MADISON, WI, Nov. 17 2010 -- There is considerable amount of uncertainty concerning the environmental impacts that animal hormones have on surface water. Higher concentrations of hormones in waterways have been found to cause physiological and sexual impairment in fish and other aquatic species. However, a study from the University of Delaware that examined estrogen concentrations runoff from agricultural fields fertilized with chicken manure found that it is as much about the application of the manure as it is about the measurement of the types of estrogen.
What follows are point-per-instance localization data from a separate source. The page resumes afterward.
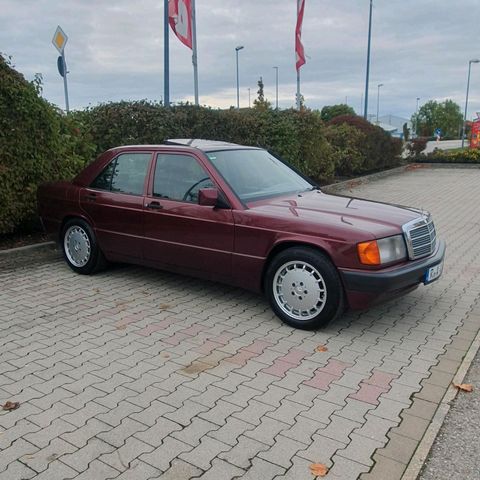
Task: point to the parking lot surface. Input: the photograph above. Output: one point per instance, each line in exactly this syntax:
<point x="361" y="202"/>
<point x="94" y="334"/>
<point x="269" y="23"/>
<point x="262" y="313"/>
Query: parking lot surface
<point x="140" y="374"/>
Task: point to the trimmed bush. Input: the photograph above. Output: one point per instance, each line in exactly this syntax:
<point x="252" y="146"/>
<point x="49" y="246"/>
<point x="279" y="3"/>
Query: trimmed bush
<point x="416" y="146"/>
<point x="36" y="145"/>
<point x="377" y="150"/>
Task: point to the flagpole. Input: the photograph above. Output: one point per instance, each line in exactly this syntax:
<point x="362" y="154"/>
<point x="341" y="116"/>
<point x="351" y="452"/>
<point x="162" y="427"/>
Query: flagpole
<point x="194" y="52"/>
<point x="298" y="70"/>
<point x="166" y="59"/>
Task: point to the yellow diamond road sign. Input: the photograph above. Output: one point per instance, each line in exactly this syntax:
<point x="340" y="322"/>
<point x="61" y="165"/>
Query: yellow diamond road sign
<point x="59" y="39"/>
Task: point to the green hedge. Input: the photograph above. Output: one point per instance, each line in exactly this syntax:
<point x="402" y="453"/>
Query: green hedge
<point x="347" y="146"/>
<point x="38" y="143"/>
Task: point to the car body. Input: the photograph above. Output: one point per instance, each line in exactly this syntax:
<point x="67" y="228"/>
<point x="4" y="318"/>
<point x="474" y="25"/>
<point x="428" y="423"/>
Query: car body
<point x="233" y="214"/>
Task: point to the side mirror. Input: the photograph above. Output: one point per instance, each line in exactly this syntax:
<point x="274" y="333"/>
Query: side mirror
<point x="208" y="197"/>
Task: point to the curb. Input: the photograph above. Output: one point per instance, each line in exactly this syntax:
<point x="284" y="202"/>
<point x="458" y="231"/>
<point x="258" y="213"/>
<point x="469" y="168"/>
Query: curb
<point x="417" y="461"/>
<point x="26" y="248"/>
<point x="354" y="182"/>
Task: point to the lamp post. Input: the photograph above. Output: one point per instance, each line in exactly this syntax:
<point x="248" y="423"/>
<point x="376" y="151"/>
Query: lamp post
<point x="416" y="118"/>
<point x="276" y="88"/>
<point x="237" y="49"/>
<point x="466" y="99"/>
<point x="365" y="111"/>
<point x="378" y="98"/>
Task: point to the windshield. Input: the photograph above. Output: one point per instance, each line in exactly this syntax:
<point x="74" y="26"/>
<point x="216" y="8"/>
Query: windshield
<point x="255" y="174"/>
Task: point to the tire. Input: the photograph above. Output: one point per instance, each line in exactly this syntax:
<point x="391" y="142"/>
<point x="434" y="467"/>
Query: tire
<point x="314" y="296"/>
<point x="80" y="247"/>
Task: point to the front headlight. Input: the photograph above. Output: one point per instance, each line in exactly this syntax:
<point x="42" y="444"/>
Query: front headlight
<point x="385" y="250"/>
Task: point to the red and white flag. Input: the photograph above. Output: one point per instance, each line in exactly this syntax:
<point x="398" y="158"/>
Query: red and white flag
<point x="180" y="19"/>
<point x="299" y="51"/>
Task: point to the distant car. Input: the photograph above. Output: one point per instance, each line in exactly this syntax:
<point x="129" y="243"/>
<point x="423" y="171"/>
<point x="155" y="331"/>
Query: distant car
<point x="240" y="215"/>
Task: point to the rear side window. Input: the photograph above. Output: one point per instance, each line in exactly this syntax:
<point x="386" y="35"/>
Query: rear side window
<point x="125" y="174"/>
<point x="179" y="177"/>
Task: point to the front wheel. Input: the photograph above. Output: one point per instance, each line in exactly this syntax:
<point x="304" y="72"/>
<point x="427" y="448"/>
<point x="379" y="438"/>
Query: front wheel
<point x="80" y="247"/>
<point x="304" y="288"/>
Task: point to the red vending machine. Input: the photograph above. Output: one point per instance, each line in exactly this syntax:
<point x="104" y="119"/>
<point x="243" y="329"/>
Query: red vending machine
<point x="475" y="134"/>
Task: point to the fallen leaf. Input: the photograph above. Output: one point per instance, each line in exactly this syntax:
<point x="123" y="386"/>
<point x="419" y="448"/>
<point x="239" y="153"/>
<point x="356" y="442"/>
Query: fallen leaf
<point x="465" y="387"/>
<point x="11" y="405"/>
<point x="318" y="469"/>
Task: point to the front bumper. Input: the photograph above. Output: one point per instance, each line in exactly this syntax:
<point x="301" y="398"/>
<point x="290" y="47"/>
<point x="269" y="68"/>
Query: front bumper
<point x="393" y="279"/>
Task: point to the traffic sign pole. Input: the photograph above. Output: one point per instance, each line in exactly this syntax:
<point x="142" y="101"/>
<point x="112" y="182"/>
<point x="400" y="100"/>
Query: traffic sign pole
<point x="59" y="41"/>
<point x="65" y="86"/>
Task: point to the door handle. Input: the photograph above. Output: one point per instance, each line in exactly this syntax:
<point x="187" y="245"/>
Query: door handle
<point x="154" y="206"/>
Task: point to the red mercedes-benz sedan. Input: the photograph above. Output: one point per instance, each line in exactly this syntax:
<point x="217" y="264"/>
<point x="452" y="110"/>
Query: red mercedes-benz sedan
<point x="240" y="215"/>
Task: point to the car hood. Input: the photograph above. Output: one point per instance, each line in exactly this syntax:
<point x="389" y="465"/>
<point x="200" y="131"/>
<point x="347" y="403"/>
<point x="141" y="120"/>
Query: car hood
<point x="377" y="219"/>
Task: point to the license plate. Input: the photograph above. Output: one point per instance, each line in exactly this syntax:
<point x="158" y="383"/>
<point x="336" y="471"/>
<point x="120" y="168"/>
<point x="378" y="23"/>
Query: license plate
<point x="433" y="273"/>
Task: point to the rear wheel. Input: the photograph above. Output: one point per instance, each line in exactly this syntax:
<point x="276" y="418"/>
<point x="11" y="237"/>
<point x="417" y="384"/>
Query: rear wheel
<point x="80" y="247"/>
<point x="304" y="288"/>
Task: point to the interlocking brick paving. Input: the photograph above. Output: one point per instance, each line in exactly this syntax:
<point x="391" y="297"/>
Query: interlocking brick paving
<point x="136" y="373"/>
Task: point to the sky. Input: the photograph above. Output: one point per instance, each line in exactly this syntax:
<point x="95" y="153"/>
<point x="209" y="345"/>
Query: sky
<point x="420" y="48"/>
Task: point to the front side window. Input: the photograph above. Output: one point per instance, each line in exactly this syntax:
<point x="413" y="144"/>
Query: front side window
<point x="179" y="177"/>
<point x="124" y="174"/>
<point x="255" y="174"/>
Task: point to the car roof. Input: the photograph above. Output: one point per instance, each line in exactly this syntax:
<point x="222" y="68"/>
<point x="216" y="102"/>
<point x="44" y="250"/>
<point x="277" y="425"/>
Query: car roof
<point x="198" y="143"/>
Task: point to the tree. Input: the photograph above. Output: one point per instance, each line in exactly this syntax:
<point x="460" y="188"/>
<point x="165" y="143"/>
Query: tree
<point x="261" y="102"/>
<point x="446" y="116"/>
<point x="331" y="111"/>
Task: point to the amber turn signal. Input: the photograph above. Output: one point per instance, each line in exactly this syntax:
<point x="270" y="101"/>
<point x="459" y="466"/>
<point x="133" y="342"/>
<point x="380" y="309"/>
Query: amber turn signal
<point x="368" y="253"/>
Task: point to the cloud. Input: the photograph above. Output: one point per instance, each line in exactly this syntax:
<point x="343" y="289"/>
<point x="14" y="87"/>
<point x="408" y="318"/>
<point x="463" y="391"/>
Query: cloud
<point x="115" y="50"/>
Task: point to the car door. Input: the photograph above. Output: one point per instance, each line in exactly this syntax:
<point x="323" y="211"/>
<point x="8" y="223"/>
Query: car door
<point x="114" y="204"/>
<point x="179" y="233"/>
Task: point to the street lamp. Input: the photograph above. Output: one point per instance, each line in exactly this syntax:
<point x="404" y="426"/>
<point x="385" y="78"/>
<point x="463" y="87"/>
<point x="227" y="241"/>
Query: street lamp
<point x="466" y="99"/>
<point x="365" y="111"/>
<point x="378" y="98"/>
<point x="416" y="118"/>
<point x="237" y="49"/>
<point x="276" y="87"/>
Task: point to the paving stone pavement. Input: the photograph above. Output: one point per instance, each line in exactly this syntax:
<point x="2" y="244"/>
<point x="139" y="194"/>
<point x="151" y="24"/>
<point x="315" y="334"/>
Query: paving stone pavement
<point x="140" y="374"/>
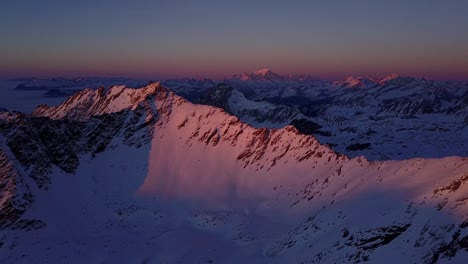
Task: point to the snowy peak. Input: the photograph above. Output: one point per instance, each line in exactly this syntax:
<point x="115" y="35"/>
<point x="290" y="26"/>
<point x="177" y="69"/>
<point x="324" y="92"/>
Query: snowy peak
<point x="389" y="78"/>
<point x="355" y="82"/>
<point x="88" y="102"/>
<point x="262" y="74"/>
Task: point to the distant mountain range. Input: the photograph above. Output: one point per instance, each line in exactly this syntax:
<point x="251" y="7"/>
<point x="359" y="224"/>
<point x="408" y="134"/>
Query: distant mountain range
<point x="145" y="176"/>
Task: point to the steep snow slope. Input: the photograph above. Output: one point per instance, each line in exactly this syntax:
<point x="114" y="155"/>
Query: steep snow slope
<point x="164" y="180"/>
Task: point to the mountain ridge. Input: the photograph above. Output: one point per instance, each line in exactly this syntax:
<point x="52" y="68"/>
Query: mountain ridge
<point x="151" y="163"/>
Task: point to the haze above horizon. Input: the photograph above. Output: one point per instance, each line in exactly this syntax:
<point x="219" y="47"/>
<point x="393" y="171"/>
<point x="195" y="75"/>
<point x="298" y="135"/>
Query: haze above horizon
<point x="171" y="39"/>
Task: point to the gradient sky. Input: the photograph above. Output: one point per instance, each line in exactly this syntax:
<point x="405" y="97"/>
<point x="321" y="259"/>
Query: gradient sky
<point x="213" y="38"/>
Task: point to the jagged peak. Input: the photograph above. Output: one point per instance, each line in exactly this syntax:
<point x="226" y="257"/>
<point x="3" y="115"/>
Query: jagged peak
<point x="90" y="102"/>
<point x="354" y="82"/>
<point x="263" y="72"/>
<point x="389" y="77"/>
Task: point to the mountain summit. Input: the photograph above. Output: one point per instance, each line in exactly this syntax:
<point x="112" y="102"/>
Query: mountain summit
<point x="262" y="74"/>
<point x="142" y="173"/>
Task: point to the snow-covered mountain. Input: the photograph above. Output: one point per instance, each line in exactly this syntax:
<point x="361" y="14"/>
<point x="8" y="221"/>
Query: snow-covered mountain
<point x="390" y="118"/>
<point x="144" y="176"/>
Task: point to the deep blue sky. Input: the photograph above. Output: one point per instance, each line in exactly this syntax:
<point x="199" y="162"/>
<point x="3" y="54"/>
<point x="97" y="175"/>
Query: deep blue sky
<point x="329" y="39"/>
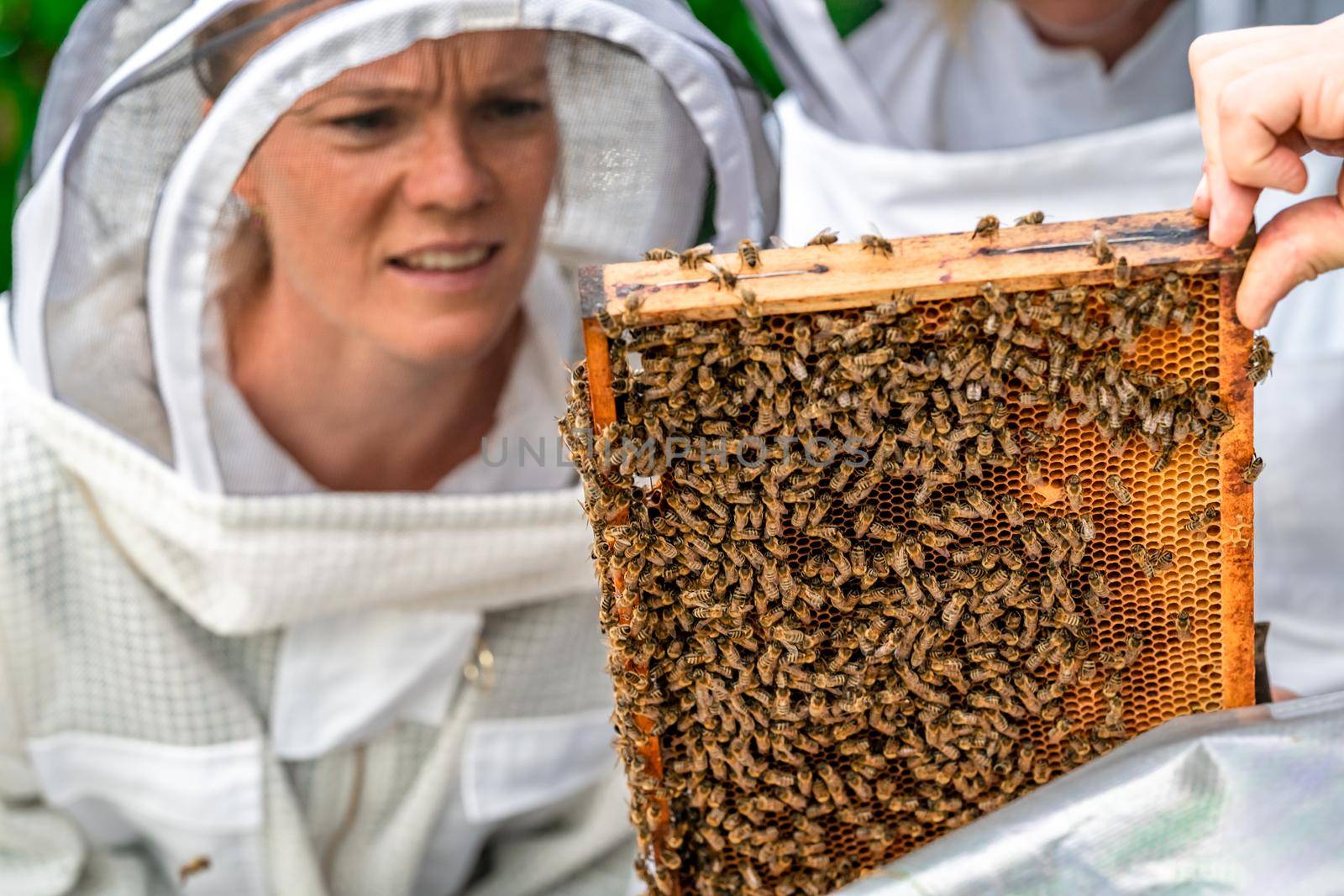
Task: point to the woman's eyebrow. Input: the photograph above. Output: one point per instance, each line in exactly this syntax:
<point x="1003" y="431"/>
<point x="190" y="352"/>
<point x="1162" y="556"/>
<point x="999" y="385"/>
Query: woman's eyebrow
<point x="374" y="92"/>
<point x="358" y="93"/>
<point x="521" y="80"/>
The study was conducted on the experimental plots on the Coastal Plain agricultural soils in Middletown, DE. It measured and compared the amounts of both toxic, free forms of estrogen hormones and less toxic species found in runoff. Corn was planted as a cover crop and chicken manure was applied in either a pelletized form or a raw litter form. Reduced tillage and no tillage treatments were also employed. Samples of surface runoff were collected after 10 rain storms during the 2008 summer growing season from April through July.

Sudarshan Dutta, the author of the study, found that the amounts of estrogen were lower in plots fertilized with pelletized manure and plots that received no-tillage treatments.

Additionally, Dutta discovered the entire range of estrogen concentrations in the samples was significantly lower than those observed in other previous agricultural studies. Nevertheless, concentrations of the less toxic conjugate forms of estrogen were higher than the toxic, free forms.

According to Dutta, prior studies did not usually measure the conjugate forms of estrogen, saying it is necessary to measure these forms.

"The higher concentration of conjugate forms of estrogens underscores the need for reporting all forms of the hormones. This is especially critical considering that conjugate species can be converted to the toxic free forms under certain environmental conditions," he says.

The study was partly funded through a grant by the United States Department of Agriculture and the results are published in the September-October 2010 issue of the Journal of Environmental Quality.